Well, that was anti-climactic! The most anticipated Supreme Court patent decision in a number of years turned out to be a bit of a letdown. Don’t get me wrong, I was expecting a much worse opinion for patent owners and applicants, but we really waited this long for this opinion?
This is really an instance of bad facts making bad law. As previously noted, Bilski’s invention is not a compelling one for Supreme Court review, as the invention sought to patent an application of a method for hedging. The Court was unanimous in holding that Bilski’s claims were not directed to patentable subject matter. The separate opinions differed as to the reasoning for this holding.
Justice Kennedy’s Opinion
Justice Kennedy chastised the Federal Circuit, writing for the Court that “[t]oday, the Court once again declines to impose limitations on the Patent Act that are inconsistent with the Act’s text.” The Court held that the statutory text of § 101 and the definition of “process” in § 100(d) do not limit processes to those that pass the Federal Circuit’s machine-or-transformation test.
The majority opinion instead mirrored Judge Rader’s opinion from the Federal Circuit, where he would hold the claims to be unpatentable simply because they are directed to abstract ideas.
So, what test did the Supreme Court give us to use in place of the machine-or-transformation test? None! That’s right. All the Supreme Court did was reiterate that abstract ideas are not patentable. The Court provided no additional guidance as to how to determine patent eligibility. Only the old “laws of nature, physical phenomena, and abstract ideas” are expressly prohibited by Supreme Court precedent.
Justice Stevens, in a separate opinion discussed below, sought to conduct an exhaustive study of English and US judicial precedent to justify that business methods have never been and never will be (?) patentable. A plurality of the Court chides him for not recognizing that the Patent Act is directed to newly emerging technologies. It doesn’t make sense to cut off entire fields from patent eligibility ahead of time. Who knows where the next innovations will come from? This section of the Court’s opinion only garnered 4 votes and is not precedential. Justice Scalia declined to join the majority in this section.
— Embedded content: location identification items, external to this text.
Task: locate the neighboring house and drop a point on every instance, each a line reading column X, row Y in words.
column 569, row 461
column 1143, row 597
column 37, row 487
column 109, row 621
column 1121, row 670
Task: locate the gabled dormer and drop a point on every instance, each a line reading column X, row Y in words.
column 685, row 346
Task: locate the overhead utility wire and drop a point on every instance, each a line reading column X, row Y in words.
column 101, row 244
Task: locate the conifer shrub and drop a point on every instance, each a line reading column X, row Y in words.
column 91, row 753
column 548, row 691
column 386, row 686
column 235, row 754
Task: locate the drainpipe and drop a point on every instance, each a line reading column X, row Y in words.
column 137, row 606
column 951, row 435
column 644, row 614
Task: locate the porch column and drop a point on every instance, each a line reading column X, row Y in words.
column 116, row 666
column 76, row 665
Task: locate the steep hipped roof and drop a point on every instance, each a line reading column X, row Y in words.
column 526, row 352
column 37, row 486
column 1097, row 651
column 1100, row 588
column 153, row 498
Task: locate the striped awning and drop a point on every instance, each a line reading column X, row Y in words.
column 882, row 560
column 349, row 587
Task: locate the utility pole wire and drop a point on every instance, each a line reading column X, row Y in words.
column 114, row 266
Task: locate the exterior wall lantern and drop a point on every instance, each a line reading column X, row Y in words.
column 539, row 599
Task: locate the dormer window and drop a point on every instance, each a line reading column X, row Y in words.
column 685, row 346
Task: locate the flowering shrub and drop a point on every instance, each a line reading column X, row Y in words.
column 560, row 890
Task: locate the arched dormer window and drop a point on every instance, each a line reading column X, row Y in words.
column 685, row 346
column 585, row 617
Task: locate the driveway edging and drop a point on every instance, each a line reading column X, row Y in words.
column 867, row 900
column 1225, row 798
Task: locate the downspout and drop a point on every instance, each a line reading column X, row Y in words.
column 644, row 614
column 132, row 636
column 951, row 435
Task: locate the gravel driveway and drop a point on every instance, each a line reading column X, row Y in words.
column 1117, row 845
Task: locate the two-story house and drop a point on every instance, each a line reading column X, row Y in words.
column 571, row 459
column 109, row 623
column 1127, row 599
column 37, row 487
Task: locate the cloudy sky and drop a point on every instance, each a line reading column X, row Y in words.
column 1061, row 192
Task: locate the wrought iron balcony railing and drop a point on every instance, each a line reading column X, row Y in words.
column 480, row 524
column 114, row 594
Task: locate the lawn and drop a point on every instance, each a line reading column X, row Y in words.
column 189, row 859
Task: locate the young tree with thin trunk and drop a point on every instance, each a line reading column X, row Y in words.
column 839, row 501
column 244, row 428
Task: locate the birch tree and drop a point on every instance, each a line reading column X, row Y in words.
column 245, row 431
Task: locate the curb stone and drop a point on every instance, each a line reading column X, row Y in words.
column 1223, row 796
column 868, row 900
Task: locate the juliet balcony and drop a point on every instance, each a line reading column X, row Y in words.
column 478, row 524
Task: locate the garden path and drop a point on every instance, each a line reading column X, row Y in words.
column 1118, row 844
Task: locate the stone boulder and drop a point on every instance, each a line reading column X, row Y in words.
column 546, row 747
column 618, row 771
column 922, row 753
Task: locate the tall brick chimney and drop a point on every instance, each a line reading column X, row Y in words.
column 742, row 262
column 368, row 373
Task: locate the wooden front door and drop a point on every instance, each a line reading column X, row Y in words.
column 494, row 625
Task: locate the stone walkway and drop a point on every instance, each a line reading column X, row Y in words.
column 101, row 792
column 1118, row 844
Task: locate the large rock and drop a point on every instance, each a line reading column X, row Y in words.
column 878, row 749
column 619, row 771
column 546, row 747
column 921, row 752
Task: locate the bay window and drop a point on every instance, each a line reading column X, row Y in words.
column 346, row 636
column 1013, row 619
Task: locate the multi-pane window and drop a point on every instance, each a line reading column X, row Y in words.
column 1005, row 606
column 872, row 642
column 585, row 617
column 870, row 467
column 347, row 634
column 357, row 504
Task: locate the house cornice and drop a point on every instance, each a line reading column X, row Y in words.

The majority’s opinion also justified patents for business methods based on the enactment of the prior use defense in § 273. Justice Stevens responded to this position by arguing that this statute was only a stopgap and was only enacted by Congress in response to his perceived legislation by the Federal Circuit of the patentability of business method patents in State Street Bank. He also argued that since the statutes were written nearly 50 years apart, the latter cannot possibly be read to help interpret the former.
Justice Stevens’ Opinion
Justice Stevens wrote for a 4 member minority of the Court that concurred in the judgment but would have categorically banned business method patents. His opinion on the matter was extensive and included an exhaustive (exhausting) review of precedent discussed above.
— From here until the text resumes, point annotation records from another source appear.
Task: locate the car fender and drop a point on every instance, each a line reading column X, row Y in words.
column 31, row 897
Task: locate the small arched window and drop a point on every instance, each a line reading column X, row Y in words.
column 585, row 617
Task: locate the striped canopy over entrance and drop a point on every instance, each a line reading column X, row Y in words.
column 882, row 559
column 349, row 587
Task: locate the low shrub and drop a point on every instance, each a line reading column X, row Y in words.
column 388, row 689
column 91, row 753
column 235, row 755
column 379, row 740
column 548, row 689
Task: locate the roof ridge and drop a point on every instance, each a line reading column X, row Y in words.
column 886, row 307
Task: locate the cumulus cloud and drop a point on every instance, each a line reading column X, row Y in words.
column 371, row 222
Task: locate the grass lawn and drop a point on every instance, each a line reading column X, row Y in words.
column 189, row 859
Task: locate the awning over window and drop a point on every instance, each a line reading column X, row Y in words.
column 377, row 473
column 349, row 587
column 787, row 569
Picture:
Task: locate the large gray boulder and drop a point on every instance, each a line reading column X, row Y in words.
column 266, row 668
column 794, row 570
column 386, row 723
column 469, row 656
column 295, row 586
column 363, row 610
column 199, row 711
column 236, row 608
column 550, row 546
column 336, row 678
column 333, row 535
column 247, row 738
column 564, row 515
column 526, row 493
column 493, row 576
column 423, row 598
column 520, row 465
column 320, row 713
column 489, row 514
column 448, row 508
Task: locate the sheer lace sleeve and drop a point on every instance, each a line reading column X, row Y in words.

Justice Stevens disagreed with the majority that the term “process” in the Patent Act should be defined as an ordinary reader would understand that term. Instead, he argued that the Patent Act is much more complex and that “process” means something special and entirely different from how a member of the public would understand it.
He does rightly criticize the majority on one point: if the word “process” means what it says, why is there an exception for abstract ideas and laws of nature? I agree: why indeed? These issues could be covered by other sections of the Patent Act dealing with prior art, enablement, and definiteness.
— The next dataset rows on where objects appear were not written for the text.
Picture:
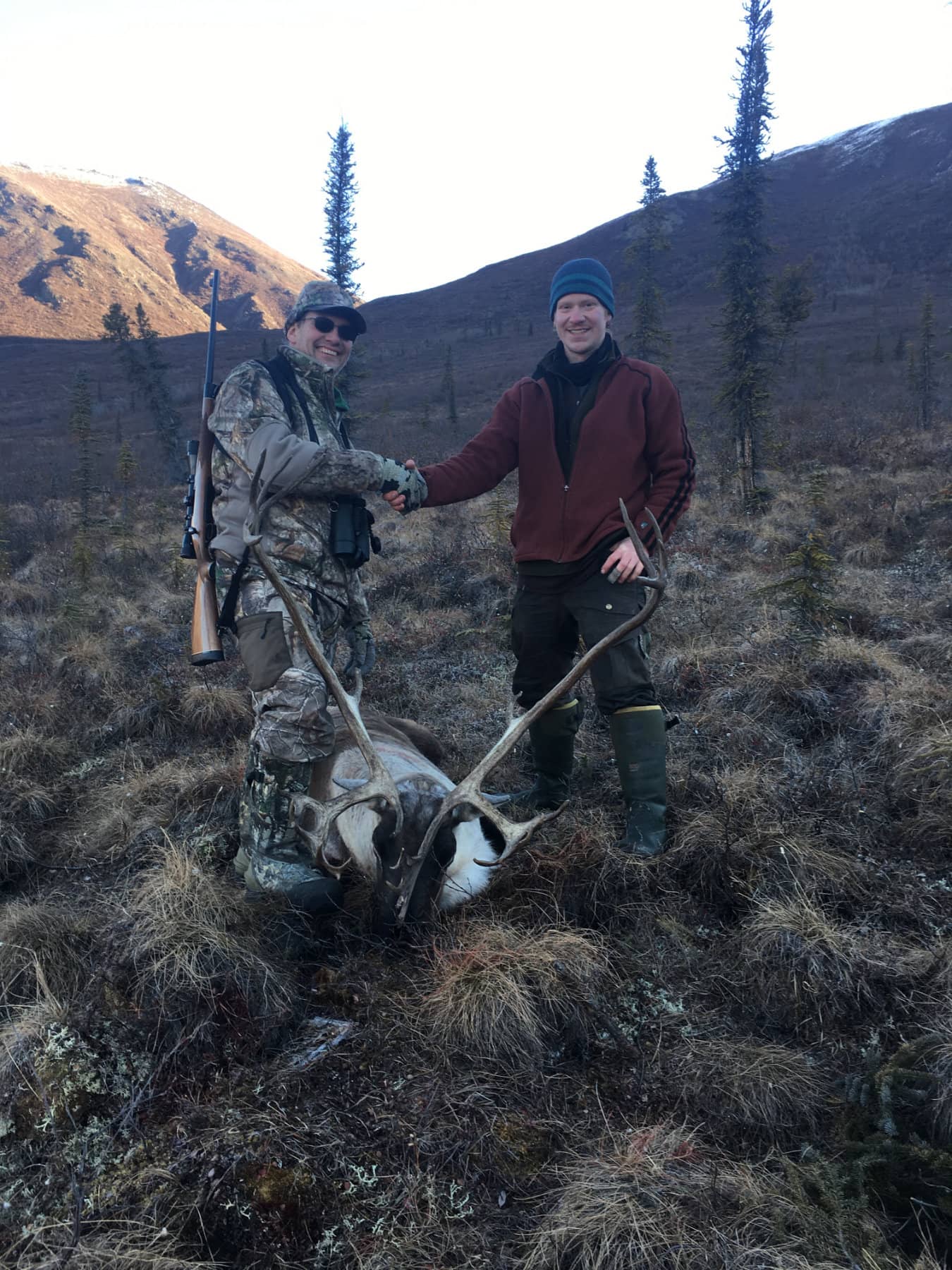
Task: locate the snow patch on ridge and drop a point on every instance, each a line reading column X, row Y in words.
column 88, row 176
column 853, row 141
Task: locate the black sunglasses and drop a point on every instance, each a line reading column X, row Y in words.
column 325, row 325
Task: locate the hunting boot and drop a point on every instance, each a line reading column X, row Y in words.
column 272, row 859
column 552, row 739
column 639, row 739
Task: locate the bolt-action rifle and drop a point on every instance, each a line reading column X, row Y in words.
column 200, row 527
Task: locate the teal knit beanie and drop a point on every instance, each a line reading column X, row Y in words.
column 584, row 277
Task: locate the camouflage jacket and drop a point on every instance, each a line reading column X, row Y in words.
column 249, row 421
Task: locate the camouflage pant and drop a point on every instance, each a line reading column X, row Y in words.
column 290, row 698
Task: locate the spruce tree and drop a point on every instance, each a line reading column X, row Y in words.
column 165, row 417
column 146, row 373
column 342, row 190
column 926, row 375
column 450, row 387
column 793, row 298
column 126, row 476
column 650, row 341
column 744, row 323
column 82, row 435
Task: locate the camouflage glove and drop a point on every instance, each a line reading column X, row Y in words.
column 404, row 480
column 363, row 651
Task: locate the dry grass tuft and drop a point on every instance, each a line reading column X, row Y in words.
column 723, row 859
column 216, row 711
column 499, row 992
column 804, row 965
column 196, row 950
column 108, row 1246
column 152, row 799
column 655, row 1200
column 44, row 948
column 31, row 752
column 766, row 1087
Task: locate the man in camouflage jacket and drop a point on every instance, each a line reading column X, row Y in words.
column 307, row 454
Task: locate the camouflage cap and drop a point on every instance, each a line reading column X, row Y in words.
column 324, row 296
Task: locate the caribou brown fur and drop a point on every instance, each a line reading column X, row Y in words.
column 400, row 819
column 365, row 833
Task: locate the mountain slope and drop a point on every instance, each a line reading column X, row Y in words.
column 75, row 244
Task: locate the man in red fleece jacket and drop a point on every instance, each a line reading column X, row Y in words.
column 590, row 427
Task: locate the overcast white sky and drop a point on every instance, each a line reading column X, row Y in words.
column 482, row 128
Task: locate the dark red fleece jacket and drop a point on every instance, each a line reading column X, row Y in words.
column 634, row 445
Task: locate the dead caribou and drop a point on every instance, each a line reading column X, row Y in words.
column 401, row 822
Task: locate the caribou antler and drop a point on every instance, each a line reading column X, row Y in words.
column 380, row 787
column 468, row 793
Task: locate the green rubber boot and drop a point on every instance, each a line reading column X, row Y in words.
column 271, row 859
column 639, row 739
column 552, row 739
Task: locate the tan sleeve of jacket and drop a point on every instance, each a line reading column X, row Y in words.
column 249, row 423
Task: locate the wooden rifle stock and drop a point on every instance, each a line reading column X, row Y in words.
column 200, row 527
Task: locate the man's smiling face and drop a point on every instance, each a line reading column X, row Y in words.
column 580, row 323
column 328, row 347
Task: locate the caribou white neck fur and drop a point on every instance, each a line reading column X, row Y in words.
column 422, row 787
Justice Stevens next cites a number of anti-patent commentators to recite a parade of horribles that permitting business methods will cause: they are not necessary to promote innovation or disclosure, they are subject to ambiguity, they impede rather than promote American business, they inhibit legitimate competition and innovation, they cannot be properly examined by the PTO because there is no body of prior art, etc., etc.
Some of the language of his opinion is interesting:
If business methods could be patented, then many business decisions, no matter how small, could be potential patent violations.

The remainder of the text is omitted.